Page from Benita (McGinnis) McCormick’s scrapbook

 

When my great-aunt, Benita “Detty” McCormick reached the “young” age of 92, she created a scrapbook of her life.  She devoted the first pages of her scrapbook to her parents and grandparents, Thomas Eugene and Mary Jane McGinnis; and John Patrick and Bridget Gaffney.

 

One of those pages contained a photograph (below) of the Gaffney House in Conneaut, Ashtabula County, Ohio.  Located at 58 Mill Street, it was also known to some as the “Conneaut House.” The house belonged to Mary Jane’s own parents, John Francis “Jeff” and Bridget (Quinn) Gaffney.

 

John and Bridget were Irish potato famine immigrants to America.  Both were from County Roscommon– he from Drumbrick and she from Boyle.  Did they know each other before crossing the Atlantic?
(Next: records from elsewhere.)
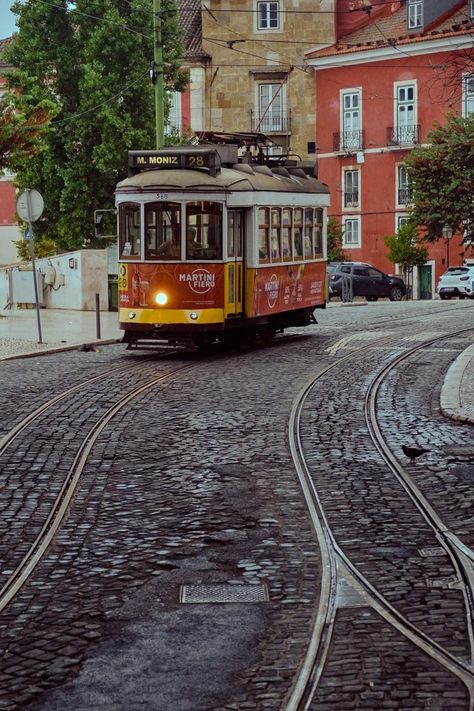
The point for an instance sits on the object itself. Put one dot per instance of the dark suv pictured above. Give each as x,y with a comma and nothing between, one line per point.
349,279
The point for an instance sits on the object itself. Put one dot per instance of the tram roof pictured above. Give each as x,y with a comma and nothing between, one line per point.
240,178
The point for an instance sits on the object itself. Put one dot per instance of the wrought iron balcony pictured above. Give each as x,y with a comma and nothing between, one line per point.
271,122
403,135
405,196
348,141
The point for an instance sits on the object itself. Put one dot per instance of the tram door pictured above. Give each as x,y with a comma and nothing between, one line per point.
234,271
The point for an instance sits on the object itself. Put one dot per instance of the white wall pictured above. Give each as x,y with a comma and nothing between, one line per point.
71,280
8,235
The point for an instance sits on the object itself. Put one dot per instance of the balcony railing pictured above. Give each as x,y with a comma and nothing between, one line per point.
403,135
351,199
348,141
271,123
405,196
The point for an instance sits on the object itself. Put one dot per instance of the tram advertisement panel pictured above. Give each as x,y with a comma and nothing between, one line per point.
185,285
282,288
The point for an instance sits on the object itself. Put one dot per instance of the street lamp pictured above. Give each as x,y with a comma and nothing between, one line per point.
447,234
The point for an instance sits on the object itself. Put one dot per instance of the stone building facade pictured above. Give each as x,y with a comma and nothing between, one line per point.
256,75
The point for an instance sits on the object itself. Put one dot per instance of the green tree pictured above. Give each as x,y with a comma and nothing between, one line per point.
90,59
44,247
406,249
442,180
335,233
21,136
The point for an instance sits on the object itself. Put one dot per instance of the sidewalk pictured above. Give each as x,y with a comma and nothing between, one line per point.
60,329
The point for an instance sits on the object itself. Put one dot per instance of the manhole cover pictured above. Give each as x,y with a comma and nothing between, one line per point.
433,552
223,592
450,582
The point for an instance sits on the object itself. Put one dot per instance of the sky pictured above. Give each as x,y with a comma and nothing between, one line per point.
7,19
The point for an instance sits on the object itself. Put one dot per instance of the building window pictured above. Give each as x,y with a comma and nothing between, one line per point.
351,120
404,192
415,13
268,16
402,220
351,236
468,95
351,188
173,125
406,129
270,108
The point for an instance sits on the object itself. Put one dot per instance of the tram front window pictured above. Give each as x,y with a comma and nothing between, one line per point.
203,230
162,231
129,231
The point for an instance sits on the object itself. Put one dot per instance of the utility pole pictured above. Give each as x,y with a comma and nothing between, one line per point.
159,84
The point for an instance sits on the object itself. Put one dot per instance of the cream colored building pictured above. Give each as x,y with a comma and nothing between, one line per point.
256,78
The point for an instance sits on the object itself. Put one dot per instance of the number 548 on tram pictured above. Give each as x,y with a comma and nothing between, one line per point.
214,248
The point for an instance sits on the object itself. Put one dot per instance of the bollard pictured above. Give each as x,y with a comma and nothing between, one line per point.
347,292
97,316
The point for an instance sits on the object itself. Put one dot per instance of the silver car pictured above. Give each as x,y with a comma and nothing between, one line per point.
457,281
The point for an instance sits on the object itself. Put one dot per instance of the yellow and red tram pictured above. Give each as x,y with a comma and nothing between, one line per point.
212,248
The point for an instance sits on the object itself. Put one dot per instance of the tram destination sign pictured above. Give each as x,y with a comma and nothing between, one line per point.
191,158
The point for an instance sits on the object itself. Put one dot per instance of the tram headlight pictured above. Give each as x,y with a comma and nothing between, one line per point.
161,298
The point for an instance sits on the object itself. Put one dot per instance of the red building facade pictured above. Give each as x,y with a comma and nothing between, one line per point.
379,91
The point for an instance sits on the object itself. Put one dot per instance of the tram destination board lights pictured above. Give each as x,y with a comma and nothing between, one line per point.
191,158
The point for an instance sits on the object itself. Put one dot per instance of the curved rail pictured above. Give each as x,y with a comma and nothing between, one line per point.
59,508
335,563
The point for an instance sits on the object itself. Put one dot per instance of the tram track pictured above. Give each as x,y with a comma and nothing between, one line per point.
59,506
337,566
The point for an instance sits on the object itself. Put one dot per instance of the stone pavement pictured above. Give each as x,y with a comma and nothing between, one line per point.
457,394
61,329
65,329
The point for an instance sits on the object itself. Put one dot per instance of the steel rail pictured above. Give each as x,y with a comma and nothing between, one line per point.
59,508
310,671
6,440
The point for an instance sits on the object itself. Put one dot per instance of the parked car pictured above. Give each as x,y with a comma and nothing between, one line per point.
457,281
349,279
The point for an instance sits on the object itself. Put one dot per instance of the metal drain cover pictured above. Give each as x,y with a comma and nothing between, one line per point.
223,592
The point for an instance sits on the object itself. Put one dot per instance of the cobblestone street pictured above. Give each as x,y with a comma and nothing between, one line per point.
189,572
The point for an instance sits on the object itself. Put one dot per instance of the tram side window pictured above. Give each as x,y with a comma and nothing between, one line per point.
234,233
162,231
203,230
308,233
129,231
286,234
318,233
298,233
263,234
275,234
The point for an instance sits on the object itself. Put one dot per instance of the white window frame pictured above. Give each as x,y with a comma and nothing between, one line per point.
467,94
398,103
401,220
350,172
402,182
414,14
174,122
266,25
273,118
348,119
353,221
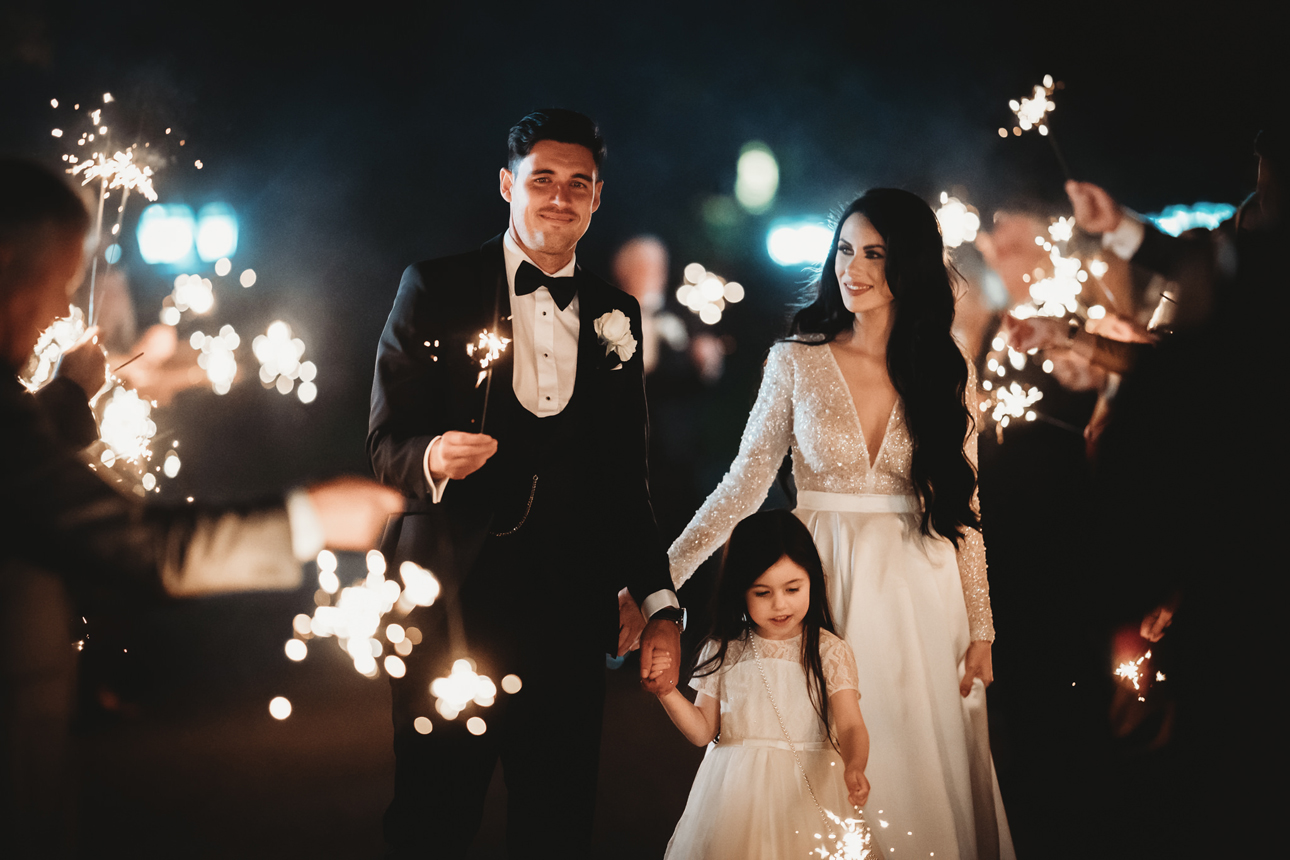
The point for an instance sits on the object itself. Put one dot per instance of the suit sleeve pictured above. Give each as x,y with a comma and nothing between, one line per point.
72,522
643,548
405,391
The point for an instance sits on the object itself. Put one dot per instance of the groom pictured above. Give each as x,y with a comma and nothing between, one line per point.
534,526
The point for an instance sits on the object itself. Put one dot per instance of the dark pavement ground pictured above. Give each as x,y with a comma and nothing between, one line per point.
199,769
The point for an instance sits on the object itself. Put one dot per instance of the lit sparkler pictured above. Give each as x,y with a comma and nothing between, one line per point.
488,350
118,172
280,366
1055,292
1131,671
853,842
1032,112
62,334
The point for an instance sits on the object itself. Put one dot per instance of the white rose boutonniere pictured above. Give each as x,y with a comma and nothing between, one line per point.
615,332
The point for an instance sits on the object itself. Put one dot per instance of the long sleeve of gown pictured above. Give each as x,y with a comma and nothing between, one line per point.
765,441
972,552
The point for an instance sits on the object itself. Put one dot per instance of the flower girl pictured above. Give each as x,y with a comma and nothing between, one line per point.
778,691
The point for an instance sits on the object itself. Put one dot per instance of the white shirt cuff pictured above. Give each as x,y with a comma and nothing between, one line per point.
1125,240
436,488
307,534
662,598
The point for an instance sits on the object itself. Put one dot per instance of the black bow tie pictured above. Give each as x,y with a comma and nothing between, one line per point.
529,277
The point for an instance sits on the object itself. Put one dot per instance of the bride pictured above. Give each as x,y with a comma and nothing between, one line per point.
868,393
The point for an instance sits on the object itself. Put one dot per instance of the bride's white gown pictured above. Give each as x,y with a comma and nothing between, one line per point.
908,605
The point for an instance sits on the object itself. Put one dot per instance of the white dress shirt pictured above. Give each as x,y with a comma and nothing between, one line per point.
545,360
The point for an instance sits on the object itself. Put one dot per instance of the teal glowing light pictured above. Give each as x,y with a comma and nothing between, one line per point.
1178,219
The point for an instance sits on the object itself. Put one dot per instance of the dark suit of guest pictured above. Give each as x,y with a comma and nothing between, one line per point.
532,549
66,531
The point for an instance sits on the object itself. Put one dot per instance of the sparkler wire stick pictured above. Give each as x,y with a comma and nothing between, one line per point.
98,235
127,362
497,316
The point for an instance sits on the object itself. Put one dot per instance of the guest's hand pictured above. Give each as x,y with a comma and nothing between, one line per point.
85,364
354,511
1095,212
977,664
857,787
1035,333
1153,625
661,645
457,454
631,622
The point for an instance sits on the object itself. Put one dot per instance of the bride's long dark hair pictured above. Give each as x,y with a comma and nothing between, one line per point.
924,361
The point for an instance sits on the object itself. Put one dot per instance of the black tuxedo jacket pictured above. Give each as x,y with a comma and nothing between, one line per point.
426,384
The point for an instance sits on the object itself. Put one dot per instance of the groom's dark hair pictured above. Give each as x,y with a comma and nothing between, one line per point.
554,124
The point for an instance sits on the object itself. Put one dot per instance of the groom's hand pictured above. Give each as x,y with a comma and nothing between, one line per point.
457,454
631,623
662,638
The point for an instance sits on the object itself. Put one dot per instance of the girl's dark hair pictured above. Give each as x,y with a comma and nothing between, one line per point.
924,361
755,546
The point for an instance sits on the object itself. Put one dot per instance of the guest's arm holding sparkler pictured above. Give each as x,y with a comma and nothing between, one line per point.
81,374
1048,333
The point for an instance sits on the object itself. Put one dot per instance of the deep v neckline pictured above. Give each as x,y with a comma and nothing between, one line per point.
855,414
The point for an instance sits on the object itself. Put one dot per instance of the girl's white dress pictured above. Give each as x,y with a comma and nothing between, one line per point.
750,801
907,605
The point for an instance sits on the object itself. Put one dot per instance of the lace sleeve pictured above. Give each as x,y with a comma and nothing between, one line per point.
972,553
839,663
708,684
742,490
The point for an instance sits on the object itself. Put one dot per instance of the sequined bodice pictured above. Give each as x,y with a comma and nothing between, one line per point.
828,446
805,406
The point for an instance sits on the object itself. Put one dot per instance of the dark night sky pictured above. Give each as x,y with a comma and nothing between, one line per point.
352,143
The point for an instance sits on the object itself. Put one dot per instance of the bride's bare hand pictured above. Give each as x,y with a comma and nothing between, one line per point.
977,664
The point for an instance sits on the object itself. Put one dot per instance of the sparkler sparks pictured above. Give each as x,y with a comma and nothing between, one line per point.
118,172
853,842
490,347
217,357
1032,112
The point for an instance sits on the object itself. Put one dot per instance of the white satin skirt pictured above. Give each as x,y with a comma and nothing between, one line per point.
898,601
It’s hard to say, but the towns are about five miles apart, so it is possible.  It appears, though, that they married in America.

 

John and Bridget lived for a time in Milwaukee, Wisconsin, where Mary Jane, their eldest child, was born and baptized in 1858.  They arrived in Conneaut sometime between 1858 and the spring of 1860, when their second daughter, Margaret, was born.

 

The United States 1860 Census indicates that John was a “peddler” who owned property in Conneaut valued at $300. The equivalent today would be over $8,000, an impressive amount of money for that era.  Aunt Detty believed he had been a traveling linen salesman, but it seems plausible that he would have sold other textiles as well, such as cotton.  The demand for cotton was far greater than for linen at this time, due to shortages of flax (needed to make linen) and the rising popularity of cotton as a less expensive and more versatile material.  The demand increased dramatically with the advent of the Civil War and the need for cotton to make soldier’s uniforms and medical supplies.  These factors must have contributed a decent income to the Gaffney family and made it possible for John and Bridget to afford such a large home as the Gaffney House.

 

The house apparently was big enough to house John and Bridget’s growing family – they would have 10 children in all – plus additional rooms to rent to the young men who worked on the nearby Nickel Plate Railroad.

 

The entry in my Aunt Detty’s scrapbook (shown above), describes the Gaffney House:

 

The Gaffney House, famous Conneaut, Ohio landmark patronized especially by Nickle (sic) Plate railroad men.  About 1880 the hotel was the home of more than 30 unmarried young men under the age of 27 years. + The cross on the addition indicates the window to the “Priest’s Room” built by my grandfather John Francis Gaffney to accommodate the circuit priest who came when he could to minister to the growing Irish-American population.

John and Bridget had no idea that one of those young men would become more than just a “renter” to them in the years to come.